Everything I have in my life right now is due to my mom. She not only gave birth to me, she allowed me to go to Hofstra full time. During Tuesday afternoon, I thought about all the dear people in my life; my wife, my friends, my children. It's all due to being at Hofstra. I met my dear partners in college basketball crime - my friends, Tony Terentieff and Mal Galletta, through my years at Hofstra with Tony, both of us computer science majors. That's how I know my good friend Tony Bozzella also, via Tieff as do I know my good friend Bob Sugar, who does the shot clock for all the Hofstra home games. My dear friends Joe Goldberg, Sandra Vrejan and the rest of that gang I know from my friend Peggy who I went to Hofstra with during my four years as an undergrad.

Then there is my wife, Chelle, who I met at my first day working at Hofstra Law School. I remember my mom giving me the "I am starting to worry about you speech" when I was 28 about not being married. And I said "Well who knows, maybe this girl I am starting to date (Chelle), might be the one". She was and still is.

And there's all my Hofstra Law friends such as KU alum and Jayhawks expert Grant Hayden etc etc. I could go on and on and if I didn't mention your name, don't be upset, I love you all.

My point is that everything is a six degrees separation of my mom's goal of me going to school full time. It's all due to her and I could never thank her enough. Due to my mom, we shared a love of the color blue, butterscotch pudding, Sinatra, and Montauk Point.

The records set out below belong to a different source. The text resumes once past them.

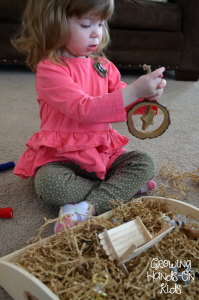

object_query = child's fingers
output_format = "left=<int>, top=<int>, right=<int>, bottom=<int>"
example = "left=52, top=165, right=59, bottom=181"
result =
left=150, top=67, right=165, bottom=79
left=158, top=79, right=167, bottom=89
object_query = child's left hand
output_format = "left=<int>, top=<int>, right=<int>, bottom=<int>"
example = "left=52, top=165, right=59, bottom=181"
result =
left=146, top=74, right=167, bottom=100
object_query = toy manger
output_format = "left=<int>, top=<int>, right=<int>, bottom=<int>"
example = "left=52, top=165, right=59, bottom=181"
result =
left=99, top=217, right=175, bottom=276
left=0, top=196, right=199, bottom=300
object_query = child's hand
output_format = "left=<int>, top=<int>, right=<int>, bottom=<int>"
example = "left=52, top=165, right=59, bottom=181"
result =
left=132, top=67, right=166, bottom=100
left=122, top=67, right=166, bottom=107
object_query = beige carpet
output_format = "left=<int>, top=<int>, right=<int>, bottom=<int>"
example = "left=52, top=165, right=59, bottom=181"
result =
left=0, top=67, right=199, bottom=300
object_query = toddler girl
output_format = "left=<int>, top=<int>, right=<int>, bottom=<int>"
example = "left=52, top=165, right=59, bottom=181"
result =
left=13, top=0, right=166, bottom=233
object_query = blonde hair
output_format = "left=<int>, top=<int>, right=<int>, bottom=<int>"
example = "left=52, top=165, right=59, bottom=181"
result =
left=11, top=0, right=114, bottom=73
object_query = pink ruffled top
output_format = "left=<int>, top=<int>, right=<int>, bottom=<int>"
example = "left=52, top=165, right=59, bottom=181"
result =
left=14, top=58, right=128, bottom=179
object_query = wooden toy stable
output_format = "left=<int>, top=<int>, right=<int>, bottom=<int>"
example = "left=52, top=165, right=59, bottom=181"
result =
left=0, top=196, right=199, bottom=300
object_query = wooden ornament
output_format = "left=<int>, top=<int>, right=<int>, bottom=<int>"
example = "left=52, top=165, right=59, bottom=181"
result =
left=127, top=99, right=171, bottom=139
left=127, top=64, right=171, bottom=139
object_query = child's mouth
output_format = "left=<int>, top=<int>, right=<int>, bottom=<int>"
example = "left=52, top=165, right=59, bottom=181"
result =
left=87, top=45, right=97, bottom=51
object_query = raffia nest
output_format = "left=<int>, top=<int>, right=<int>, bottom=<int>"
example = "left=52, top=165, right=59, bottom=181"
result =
left=17, top=163, right=199, bottom=300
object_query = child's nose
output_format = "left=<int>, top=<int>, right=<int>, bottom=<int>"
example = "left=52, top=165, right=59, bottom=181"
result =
left=91, top=29, right=100, bottom=38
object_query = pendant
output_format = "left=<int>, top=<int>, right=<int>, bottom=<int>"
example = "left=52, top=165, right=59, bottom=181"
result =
left=93, top=62, right=107, bottom=77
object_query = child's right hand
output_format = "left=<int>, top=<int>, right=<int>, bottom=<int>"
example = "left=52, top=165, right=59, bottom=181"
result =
left=132, top=67, right=166, bottom=100
left=122, top=67, right=166, bottom=107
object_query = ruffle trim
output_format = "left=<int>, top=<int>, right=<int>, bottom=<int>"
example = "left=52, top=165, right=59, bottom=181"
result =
left=26, top=129, right=129, bottom=154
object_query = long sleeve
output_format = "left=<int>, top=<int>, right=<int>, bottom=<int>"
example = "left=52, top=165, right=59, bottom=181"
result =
left=36, top=60, right=126, bottom=123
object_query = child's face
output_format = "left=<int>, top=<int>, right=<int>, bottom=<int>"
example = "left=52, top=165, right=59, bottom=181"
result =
left=64, top=15, right=104, bottom=57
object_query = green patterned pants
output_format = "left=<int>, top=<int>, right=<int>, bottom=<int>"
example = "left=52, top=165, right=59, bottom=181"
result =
left=35, top=151, right=155, bottom=215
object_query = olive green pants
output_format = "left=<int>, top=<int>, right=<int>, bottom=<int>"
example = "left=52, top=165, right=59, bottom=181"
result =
left=35, top=151, right=155, bottom=215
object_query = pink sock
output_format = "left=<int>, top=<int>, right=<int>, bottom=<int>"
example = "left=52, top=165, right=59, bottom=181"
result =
left=136, top=180, right=156, bottom=195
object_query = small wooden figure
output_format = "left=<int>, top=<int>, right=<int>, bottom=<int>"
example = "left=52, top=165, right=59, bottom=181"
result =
left=98, top=217, right=175, bottom=276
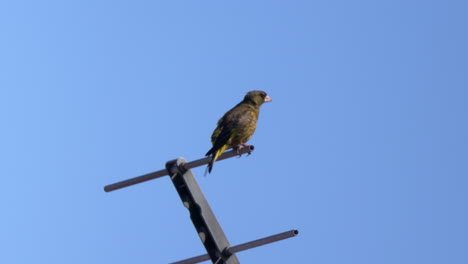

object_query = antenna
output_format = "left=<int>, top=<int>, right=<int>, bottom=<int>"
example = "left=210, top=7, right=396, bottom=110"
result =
left=104, top=145, right=299, bottom=264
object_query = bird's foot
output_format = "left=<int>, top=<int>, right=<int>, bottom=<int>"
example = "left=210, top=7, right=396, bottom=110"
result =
left=236, top=143, right=252, bottom=157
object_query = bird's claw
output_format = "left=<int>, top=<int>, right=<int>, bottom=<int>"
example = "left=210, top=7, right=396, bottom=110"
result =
left=236, top=143, right=252, bottom=158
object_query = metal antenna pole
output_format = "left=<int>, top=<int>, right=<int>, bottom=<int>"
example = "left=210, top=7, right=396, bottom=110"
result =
left=166, top=158, right=239, bottom=264
left=104, top=146, right=298, bottom=264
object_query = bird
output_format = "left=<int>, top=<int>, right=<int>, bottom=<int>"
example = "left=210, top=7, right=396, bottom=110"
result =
left=205, top=90, right=272, bottom=175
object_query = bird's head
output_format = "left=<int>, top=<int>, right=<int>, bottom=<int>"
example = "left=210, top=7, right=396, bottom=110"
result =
left=244, top=91, right=271, bottom=106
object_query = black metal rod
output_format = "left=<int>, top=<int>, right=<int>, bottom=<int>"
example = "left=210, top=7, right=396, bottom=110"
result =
left=170, top=229, right=299, bottom=264
left=225, top=229, right=299, bottom=255
left=169, top=254, right=210, bottom=264
left=104, top=145, right=254, bottom=192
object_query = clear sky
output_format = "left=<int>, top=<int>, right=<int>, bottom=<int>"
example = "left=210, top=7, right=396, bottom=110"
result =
left=0, top=0, right=468, bottom=264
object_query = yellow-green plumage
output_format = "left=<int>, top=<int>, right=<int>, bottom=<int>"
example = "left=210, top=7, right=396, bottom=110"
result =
left=206, top=91, right=271, bottom=172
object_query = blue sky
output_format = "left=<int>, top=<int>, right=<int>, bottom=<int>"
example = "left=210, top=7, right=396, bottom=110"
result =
left=0, top=0, right=468, bottom=264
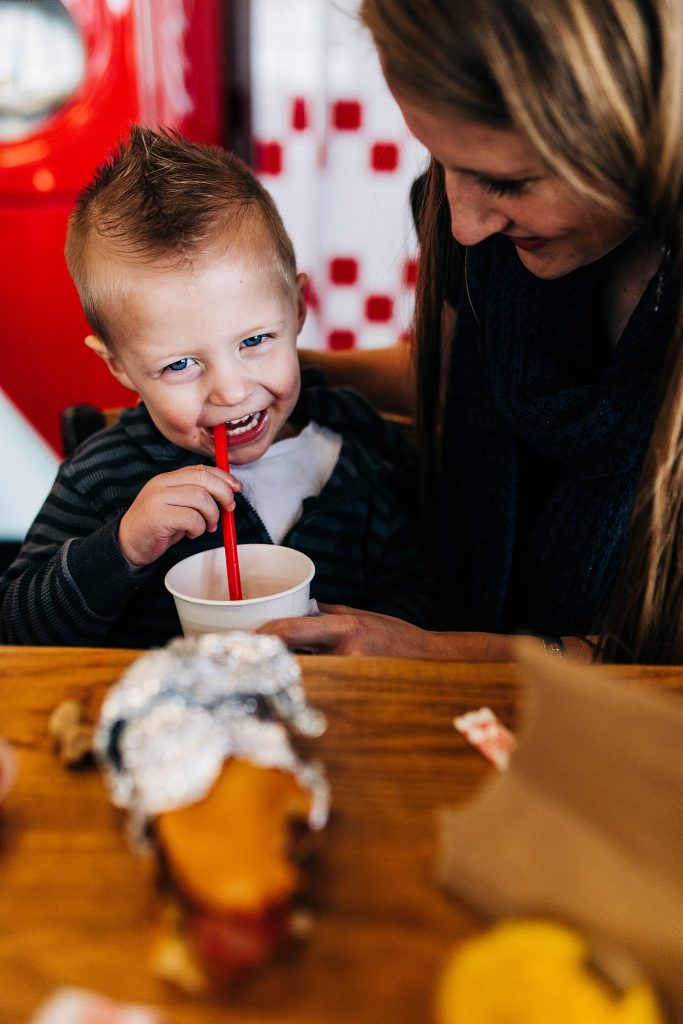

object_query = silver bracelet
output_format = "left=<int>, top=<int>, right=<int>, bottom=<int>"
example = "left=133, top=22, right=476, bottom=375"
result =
left=541, top=637, right=565, bottom=657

I think I once said in this column, you haven't lived until you see the sunrise on Montauk Point. It was mom's favorite place. And when my colleague and friend at work Mary Giacomazza said that the law school wanted a place to send donations, at first I didn't know of any charity that mom was fond of. Neither did the rest of my family.

Then, for once in my life, an idea struck me. The Montauk Historical Society has a preservation fund for the lighthouse there. You can check it out at http://www.montauklighthouse.com. Click on "Tower Restoration" once there.

I have asked that in lieu of flowers that people donate to the Tower Restoration fund. You can donate by going online above or sending a check to the MHS Lighthouse Museum at the address below in my mom's name, Gladys Moore.

MHS Lighthouse Museum
P.O. Box 943
Montauk, New York 11954

I know that this wasn't exactly about college basketball. But if not for my mom, there wouldn't be this column (and she knew about my trip to Kansas and asked about it). Thus, in a way it is. Thanks Mom. For everything.

1 comment:

  1. My condolences to you and your family, Gary. It's good that your mother did not suffer. She'll always be with you.